Hannah Samaha has experienced this push-and-pull both as a child therapist and as a mother.

“The only situation to not prioritise your own needs is when it comes to situations that are dangerous or harmful to your child,” said Samaha, a child psychologist in private practice.

“Our kids look to us for safety and security, and they’re very perceptive. If our behaviors are indicating that we don’t feel safe and secure, they’re going to perceive the world as a dangerous place,” she added.

“Moms especially are held to a harsh standard of selflessness when it comes to our kids.”

In my own home, my wife Sam and I have started reminding ourselves, “We are people, too.” Sometimes we say this aloud and let our children hear us — let them know we are flawed humans with wants and needs. I am multifaceted: I have good days and bad ones. I make mistakes. I get excited. I have interests outside of my children. I certainly don’t have all the answers. Why should I pretend otherwise?

According to Tanika Masse, a psychologist who specialises in working with children, parents prioritising their own needs is beneficial to their children.

“Taking care of yourself is essential, and it is not a luxury or option, but rather a vital means of ensuring one’s own survival and well-being,” she said.

She implores parents to give themselves some grace as a starting point. “Practice self-compassion, be kind to yourself and recognise that it’s okay to prioritise your own needs sometimes. Let go of any guilt or pressure to constantly put your children first, and remember that taking care of yourself ultimately benefits them, too.”

In the case of “The Idea of You,” Solène’s choice to end a relationship with a pop star isn’t a realistic example of the challenges of parenthood — that’s why this is a movie — but it does highlight an important issue. Even though Solène has friends, she feels emotionally isolated. Like her, there are many parents who don’t have the support of a community who can help them make “self-care” a reality. But removing guilt from the equation, like Masse suggested, is emotionally beneficial and available to everyone.

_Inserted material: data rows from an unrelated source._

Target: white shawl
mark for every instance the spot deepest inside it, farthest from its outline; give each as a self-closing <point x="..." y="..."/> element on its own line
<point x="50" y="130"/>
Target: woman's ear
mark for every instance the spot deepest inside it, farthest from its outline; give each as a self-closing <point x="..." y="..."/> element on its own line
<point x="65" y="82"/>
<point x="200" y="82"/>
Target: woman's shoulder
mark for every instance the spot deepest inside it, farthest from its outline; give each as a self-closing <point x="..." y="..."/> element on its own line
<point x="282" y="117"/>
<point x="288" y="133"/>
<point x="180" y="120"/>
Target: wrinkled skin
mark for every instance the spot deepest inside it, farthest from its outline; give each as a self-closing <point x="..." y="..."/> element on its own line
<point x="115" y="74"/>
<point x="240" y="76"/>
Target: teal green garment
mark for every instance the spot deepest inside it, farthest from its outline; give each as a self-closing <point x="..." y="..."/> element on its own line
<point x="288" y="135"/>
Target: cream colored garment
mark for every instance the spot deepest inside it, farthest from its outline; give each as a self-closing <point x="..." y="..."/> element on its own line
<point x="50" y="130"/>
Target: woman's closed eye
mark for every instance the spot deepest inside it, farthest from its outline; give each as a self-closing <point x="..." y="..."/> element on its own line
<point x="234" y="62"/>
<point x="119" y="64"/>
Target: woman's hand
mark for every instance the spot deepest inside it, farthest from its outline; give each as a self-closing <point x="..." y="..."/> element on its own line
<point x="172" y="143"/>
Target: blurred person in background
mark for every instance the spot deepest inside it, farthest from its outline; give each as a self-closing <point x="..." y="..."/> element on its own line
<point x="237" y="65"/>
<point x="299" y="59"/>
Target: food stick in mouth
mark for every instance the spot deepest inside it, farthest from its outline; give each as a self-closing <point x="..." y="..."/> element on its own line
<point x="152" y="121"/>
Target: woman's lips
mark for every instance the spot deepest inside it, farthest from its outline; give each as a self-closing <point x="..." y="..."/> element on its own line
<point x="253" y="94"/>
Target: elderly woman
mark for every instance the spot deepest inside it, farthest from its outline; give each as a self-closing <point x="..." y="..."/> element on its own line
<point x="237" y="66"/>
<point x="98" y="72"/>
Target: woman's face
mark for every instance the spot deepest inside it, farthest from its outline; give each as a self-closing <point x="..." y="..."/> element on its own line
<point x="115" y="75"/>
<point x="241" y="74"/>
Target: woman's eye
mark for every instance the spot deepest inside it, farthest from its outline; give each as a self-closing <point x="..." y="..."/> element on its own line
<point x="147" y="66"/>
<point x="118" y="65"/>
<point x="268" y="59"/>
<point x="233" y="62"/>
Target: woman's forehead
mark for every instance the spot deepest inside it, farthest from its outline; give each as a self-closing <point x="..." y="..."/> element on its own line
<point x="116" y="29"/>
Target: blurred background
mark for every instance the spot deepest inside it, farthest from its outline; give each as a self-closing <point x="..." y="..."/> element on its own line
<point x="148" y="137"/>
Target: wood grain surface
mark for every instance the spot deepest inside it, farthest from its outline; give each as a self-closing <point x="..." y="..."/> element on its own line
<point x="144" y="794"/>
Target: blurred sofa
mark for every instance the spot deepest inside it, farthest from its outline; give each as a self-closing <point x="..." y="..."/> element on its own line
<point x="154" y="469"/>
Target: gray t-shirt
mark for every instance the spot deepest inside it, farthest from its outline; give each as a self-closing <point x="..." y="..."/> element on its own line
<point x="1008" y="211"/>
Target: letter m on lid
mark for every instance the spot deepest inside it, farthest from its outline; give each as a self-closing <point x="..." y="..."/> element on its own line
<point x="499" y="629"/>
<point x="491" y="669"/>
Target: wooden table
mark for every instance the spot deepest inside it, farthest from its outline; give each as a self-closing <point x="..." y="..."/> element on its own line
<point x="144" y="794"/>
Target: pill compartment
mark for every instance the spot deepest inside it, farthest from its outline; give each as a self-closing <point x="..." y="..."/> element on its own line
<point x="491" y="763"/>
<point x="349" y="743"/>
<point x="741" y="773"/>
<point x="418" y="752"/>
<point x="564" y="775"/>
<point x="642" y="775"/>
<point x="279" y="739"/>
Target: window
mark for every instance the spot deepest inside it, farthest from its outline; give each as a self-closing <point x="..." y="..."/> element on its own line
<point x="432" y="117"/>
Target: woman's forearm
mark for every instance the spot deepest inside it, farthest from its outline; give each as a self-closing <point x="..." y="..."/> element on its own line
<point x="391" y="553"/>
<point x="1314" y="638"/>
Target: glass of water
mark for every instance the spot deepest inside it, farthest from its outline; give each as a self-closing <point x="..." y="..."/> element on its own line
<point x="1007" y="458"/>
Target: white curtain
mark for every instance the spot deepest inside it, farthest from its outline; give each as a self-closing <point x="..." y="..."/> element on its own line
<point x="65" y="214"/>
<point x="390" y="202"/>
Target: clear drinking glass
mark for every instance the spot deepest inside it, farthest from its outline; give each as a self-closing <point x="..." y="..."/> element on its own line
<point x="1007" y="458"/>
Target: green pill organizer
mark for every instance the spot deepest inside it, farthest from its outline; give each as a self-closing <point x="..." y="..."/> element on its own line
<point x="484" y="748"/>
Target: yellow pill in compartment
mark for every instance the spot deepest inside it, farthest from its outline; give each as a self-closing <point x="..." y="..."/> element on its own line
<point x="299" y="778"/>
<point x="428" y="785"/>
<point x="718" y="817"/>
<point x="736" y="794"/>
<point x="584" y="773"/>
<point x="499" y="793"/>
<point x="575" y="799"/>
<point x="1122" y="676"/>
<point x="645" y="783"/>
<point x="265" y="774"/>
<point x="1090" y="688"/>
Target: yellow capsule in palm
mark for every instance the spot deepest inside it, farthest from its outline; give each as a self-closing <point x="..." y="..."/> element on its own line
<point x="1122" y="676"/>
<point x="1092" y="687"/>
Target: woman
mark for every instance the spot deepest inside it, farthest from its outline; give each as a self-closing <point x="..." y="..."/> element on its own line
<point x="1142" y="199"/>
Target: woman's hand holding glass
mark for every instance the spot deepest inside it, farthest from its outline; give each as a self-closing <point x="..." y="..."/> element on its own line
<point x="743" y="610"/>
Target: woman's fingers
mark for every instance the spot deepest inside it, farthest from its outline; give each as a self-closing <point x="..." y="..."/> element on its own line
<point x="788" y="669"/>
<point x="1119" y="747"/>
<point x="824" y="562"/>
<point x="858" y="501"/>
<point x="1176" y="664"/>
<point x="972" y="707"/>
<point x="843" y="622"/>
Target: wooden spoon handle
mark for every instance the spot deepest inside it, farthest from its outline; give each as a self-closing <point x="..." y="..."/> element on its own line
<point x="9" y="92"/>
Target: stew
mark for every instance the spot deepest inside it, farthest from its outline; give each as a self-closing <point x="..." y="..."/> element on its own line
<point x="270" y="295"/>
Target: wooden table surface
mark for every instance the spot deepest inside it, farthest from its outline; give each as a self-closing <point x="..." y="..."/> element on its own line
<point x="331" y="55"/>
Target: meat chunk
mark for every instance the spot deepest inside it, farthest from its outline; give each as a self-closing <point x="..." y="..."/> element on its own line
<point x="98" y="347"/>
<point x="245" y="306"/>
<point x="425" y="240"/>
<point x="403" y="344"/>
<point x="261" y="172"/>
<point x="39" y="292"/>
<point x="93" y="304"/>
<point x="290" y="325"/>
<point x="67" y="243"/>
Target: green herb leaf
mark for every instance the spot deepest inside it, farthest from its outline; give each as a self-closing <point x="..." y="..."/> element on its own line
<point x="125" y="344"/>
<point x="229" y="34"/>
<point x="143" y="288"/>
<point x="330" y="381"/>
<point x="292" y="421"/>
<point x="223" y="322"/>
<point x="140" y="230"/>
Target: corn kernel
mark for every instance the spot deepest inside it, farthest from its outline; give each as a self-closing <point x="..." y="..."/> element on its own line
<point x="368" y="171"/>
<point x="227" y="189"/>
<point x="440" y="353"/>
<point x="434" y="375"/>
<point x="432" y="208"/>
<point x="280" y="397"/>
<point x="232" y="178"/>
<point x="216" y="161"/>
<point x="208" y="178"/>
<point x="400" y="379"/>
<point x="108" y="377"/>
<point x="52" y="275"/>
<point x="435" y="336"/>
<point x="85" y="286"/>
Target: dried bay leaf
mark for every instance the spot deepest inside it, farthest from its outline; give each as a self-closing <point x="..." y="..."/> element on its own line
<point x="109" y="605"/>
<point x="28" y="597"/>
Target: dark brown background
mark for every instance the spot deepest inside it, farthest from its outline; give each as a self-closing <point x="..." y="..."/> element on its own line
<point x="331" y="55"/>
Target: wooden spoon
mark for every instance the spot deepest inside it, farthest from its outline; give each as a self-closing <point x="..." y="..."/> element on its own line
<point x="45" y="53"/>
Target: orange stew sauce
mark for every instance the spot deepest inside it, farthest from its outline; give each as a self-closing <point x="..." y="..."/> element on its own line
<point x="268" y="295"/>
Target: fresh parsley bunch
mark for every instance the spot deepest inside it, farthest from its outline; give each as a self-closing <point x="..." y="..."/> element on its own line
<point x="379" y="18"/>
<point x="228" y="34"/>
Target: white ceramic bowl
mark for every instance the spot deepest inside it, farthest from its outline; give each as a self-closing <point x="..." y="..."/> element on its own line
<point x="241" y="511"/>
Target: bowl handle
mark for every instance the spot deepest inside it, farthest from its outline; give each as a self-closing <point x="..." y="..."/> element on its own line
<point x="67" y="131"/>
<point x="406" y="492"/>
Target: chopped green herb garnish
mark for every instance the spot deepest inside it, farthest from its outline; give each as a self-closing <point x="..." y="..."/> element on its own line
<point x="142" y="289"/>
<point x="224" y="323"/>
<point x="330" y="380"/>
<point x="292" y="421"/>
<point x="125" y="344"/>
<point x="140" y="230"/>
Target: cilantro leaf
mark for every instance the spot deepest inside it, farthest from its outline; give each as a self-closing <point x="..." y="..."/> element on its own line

When my wife and I care for ourselves as individuals and for our relationship, we are able to be more present for our kids. We are able to bring our emotionally healthiest selves to motherhood. So instead of constantly worrying about what’s best for our kids‚ like Solène does in the film, it’s time to consider our own needs. When we’re able to do that, we can make better decisions for our kids and find balance for our families.